La réponse vient d’être donnée de manière magistrale par la Tribune de Genève et Sophie Roselli, qui s’était déjà distinguée par ses enquêtes sur le phénomène de radicalisation. Oui, ils le peuvent.
On en doutait, au vu du déferlement de la meute depuis une semaine.
En l’état, voici ce que l’on sait de l’affaire Ramadan :
Deux femmes ont porté plainte contre le Genevois, pour viol. Les faits reprochés sont graves et la justice tranchera. Ramadan est soit coupable, soit innocent. En attendant, pour lui comme pour tout un chacun, joue la présomption d’innocence, l’un des acquis de la révolution.
Grâce à l’enquête de la «Tribune de Genève», on sait désormais que plusieurs anciennes élèves du professeur genevois, dont certaines mineures, ont témoigné d’un comportement qui mêlait, selon elles, séduction, manipulation, relations sexuelles et même violence. Les faits sont prescrits mais la vraie enquête de la Tribune sera difficile à contrer pour Tarik Ramadan, qui devra préparer une défense autre que celle basée sur la théorie du complot. A ce propos, que savait l’instruction publique? Qu’a-t-elle entrepris? Et les collègues? Se sont-ils tus?
Voilà les faits et les témoignages et ils suffisent à donner des hauts le cœur. Tout le reste est indigne.
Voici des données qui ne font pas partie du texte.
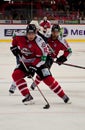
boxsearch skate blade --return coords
[23,101,35,105]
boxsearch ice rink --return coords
[0,43,85,130]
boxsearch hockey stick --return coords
[48,44,85,69]
[54,61,85,69]
[18,55,50,109]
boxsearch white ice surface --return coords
[0,43,85,130]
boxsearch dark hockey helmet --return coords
[51,24,60,32]
[26,24,36,33]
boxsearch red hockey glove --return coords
[56,55,67,65]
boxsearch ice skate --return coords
[63,95,72,104]
[30,82,36,90]
[22,94,34,105]
[9,84,16,95]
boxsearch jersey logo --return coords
[21,48,32,56]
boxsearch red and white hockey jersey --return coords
[12,35,48,67]
[48,37,72,58]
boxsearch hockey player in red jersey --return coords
[31,24,72,103]
[10,24,69,104]
[40,17,51,28]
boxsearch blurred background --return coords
[0,0,85,24]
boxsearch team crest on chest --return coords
[54,43,57,47]
[28,44,32,48]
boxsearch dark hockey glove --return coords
[45,55,53,69]
[10,46,21,57]
[27,66,37,78]
[56,55,67,65]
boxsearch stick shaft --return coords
[63,63,85,69]
[18,55,49,104]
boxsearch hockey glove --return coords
[56,55,67,65]
[45,55,53,69]
[10,46,21,57]
[27,66,37,78]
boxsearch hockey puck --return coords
[43,104,50,109]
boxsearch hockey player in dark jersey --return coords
[31,24,72,103]
[11,24,69,104]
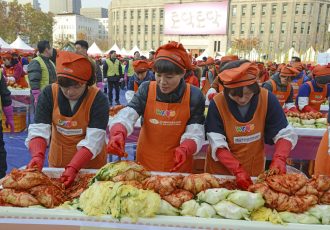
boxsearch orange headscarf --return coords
[218,62,259,88]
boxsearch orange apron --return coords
[291,77,304,100]
[48,83,107,169]
[307,81,327,111]
[134,81,139,93]
[136,81,192,172]
[314,130,330,176]
[270,79,291,107]
[205,88,268,176]
[6,67,29,88]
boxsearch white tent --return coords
[0,38,11,49]
[128,46,141,56]
[196,50,209,61]
[105,43,121,54]
[87,42,103,56]
[10,36,34,51]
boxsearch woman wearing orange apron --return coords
[297,64,330,112]
[313,64,330,176]
[205,60,297,189]
[25,51,109,186]
[107,42,205,172]
[262,66,299,112]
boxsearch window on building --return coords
[272,4,277,15]
[300,22,305,34]
[281,22,286,34]
[260,22,265,34]
[240,23,245,34]
[303,4,308,14]
[231,6,237,16]
[242,5,246,16]
[250,23,255,34]
[296,3,300,14]
[270,22,275,34]
[293,22,298,34]
[307,22,312,34]
[282,3,288,14]
[251,5,257,15]
[159,9,164,18]
[261,5,266,15]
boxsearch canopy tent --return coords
[128,46,141,56]
[87,42,103,56]
[105,43,121,54]
[196,50,209,61]
[0,38,11,49]
[10,36,34,51]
Indigne de lire dans «Le Monde» réputé sérieux, le terme «accablant» pour qualifier la plainte de la première femme. «Accablant» oui si celle-ci dit vrai. Mais si elle dit faux? Ahurissant de lire complaisamment dans toutes sortes de publications, les détails les plus sordides du dossier. Jusqu’à l’urine sur corps de la supposée victime. Odieux, si c’est vrai mais si c’est faux? Qu’en est-il de la protection de la personnalité, inscrite dans l’éthique de la profession? Etonnant d’entendre dans la bouche de l’ancien ministre Manuel Valls une fatwa contre les journalistes de Mediapart qui ont accepté le dialogue avec Ramadan, sans en connaître la face sombre. Si les faits sont avérés.
A croire que les déversements de haine sur les réseaux sociaux ont ouvert toutes les vannes.
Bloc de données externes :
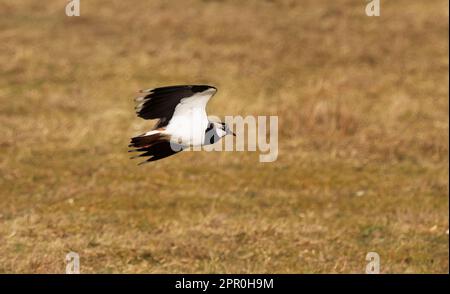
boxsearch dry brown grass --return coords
[0,0,449,273]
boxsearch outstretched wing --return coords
[136,85,217,128]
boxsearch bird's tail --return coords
[128,132,182,164]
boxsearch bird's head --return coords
[214,122,236,138]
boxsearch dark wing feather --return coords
[136,141,182,164]
[136,85,215,128]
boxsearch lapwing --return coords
[128,85,236,164]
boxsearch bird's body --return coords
[129,85,232,162]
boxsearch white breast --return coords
[165,89,215,146]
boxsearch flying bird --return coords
[128,85,236,164]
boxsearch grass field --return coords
[0,0,449,273]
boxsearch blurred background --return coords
[0,0,449,273]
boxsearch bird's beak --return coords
[227,130,236,137]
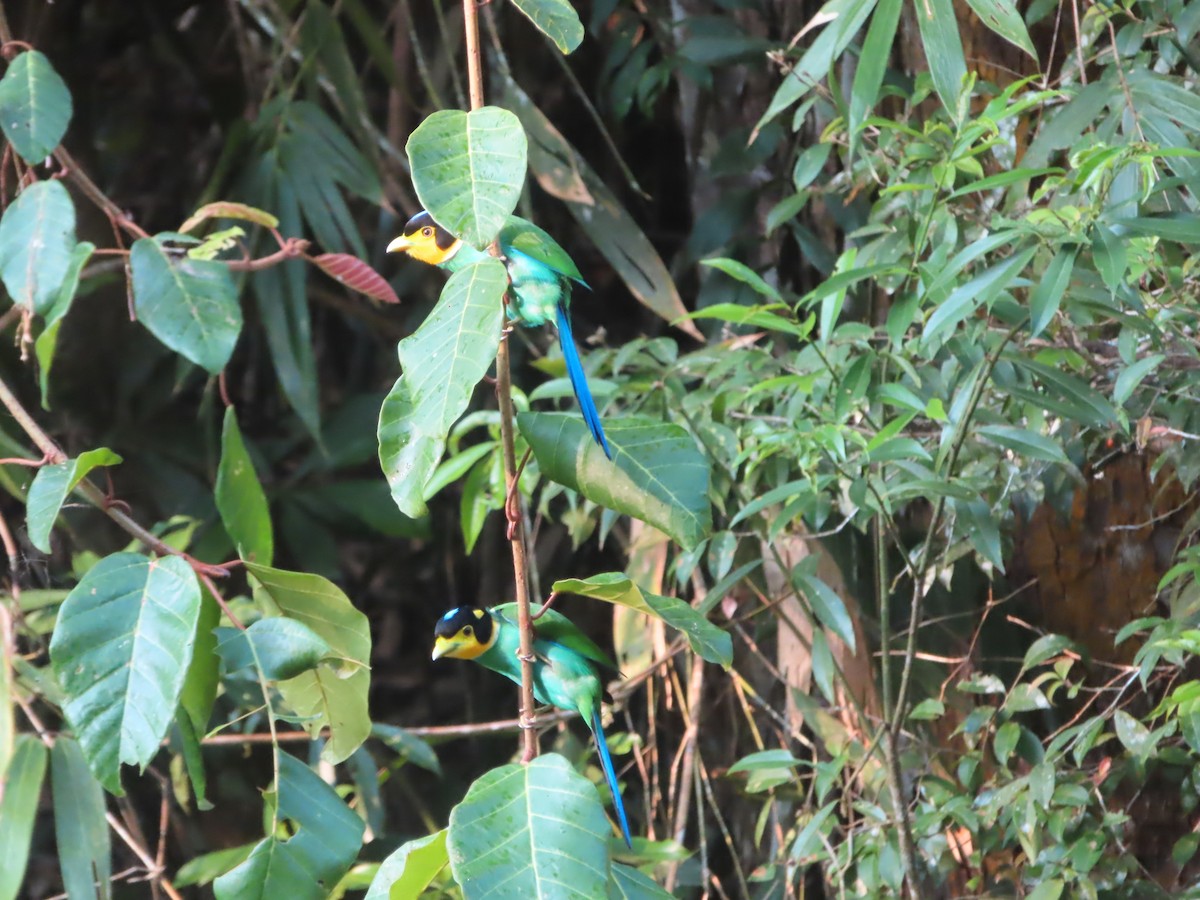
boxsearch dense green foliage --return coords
[0,0,1200,900]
C’est en France surtout que les passions se déchainent. Ce pays joue en permanence et dangereusement, à travers ses réseaux, le conflit communautaire. Insultes antisémites, islamophobie, accusations crasses, passions incontrôlées, la situation menace à tout moment de dégénérer.
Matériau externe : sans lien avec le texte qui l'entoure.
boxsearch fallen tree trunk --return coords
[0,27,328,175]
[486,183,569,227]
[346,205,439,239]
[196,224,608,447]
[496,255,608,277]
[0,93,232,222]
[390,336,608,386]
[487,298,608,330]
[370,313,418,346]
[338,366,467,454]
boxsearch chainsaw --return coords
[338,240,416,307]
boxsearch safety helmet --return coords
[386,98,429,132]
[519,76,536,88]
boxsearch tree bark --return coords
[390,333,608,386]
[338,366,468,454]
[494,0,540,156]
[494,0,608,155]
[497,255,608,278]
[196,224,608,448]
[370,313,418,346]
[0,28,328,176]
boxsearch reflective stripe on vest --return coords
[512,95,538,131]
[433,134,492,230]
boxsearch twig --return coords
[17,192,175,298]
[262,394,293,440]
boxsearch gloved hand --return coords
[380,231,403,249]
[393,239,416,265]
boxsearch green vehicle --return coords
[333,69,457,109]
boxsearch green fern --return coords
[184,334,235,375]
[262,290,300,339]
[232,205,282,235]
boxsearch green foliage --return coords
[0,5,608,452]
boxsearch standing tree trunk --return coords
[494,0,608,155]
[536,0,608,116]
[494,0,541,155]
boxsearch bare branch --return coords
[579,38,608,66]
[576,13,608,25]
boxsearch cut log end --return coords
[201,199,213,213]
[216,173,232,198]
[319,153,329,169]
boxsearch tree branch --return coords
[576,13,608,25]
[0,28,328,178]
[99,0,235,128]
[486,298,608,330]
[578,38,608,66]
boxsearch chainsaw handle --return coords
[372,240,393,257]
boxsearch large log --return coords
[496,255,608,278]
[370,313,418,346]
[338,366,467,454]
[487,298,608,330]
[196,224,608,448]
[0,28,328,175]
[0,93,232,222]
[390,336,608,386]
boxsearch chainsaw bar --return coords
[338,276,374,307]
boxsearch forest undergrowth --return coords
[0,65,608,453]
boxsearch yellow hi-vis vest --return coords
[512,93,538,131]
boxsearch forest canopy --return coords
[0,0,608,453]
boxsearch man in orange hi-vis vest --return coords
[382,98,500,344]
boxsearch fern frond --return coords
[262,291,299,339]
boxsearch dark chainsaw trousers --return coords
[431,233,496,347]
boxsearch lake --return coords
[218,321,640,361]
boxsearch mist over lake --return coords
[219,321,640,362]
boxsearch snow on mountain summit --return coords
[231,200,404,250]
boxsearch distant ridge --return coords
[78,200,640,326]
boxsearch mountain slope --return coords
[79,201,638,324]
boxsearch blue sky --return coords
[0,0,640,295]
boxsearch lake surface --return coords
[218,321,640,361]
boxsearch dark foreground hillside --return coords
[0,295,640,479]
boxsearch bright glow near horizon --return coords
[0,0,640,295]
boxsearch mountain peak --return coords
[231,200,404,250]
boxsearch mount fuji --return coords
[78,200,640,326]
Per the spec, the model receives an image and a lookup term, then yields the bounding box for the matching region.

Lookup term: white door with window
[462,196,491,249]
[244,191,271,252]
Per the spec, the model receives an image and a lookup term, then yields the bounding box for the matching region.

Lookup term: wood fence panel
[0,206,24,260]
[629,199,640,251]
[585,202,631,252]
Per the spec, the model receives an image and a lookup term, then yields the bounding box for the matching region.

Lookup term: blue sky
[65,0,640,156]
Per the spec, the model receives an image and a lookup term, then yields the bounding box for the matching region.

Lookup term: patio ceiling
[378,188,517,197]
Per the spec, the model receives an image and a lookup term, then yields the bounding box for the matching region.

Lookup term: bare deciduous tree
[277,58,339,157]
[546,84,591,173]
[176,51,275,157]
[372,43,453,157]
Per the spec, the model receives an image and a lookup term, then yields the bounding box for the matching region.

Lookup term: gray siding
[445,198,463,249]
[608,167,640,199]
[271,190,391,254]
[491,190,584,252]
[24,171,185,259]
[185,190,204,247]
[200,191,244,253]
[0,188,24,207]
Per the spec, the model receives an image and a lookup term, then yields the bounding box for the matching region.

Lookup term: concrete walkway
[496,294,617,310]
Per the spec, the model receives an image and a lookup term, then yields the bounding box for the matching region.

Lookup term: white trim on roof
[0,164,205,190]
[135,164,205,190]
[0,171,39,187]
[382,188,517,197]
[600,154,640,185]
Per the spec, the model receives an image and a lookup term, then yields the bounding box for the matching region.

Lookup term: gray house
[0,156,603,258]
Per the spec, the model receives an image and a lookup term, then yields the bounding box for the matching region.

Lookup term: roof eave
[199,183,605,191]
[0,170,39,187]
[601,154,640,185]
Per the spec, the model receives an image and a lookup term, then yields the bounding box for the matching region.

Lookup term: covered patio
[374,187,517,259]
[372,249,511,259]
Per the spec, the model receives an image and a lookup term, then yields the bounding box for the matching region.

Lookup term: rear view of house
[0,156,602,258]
En attendant que Ramadan soit jugé, la prudence et les conditionnels sont d’autant plus conseillés que les accusations sont graves et touchent l’un des intellectuels les plus contestés de notre époque. Son discours, religieux, social et politique, doit être abordé avec les armes de la rhétorique. Le reste est de l’ordre de la justice. Le rôle des médias est d’en rester aux faits et dans le cas précis, ils ne sont pas mineurs!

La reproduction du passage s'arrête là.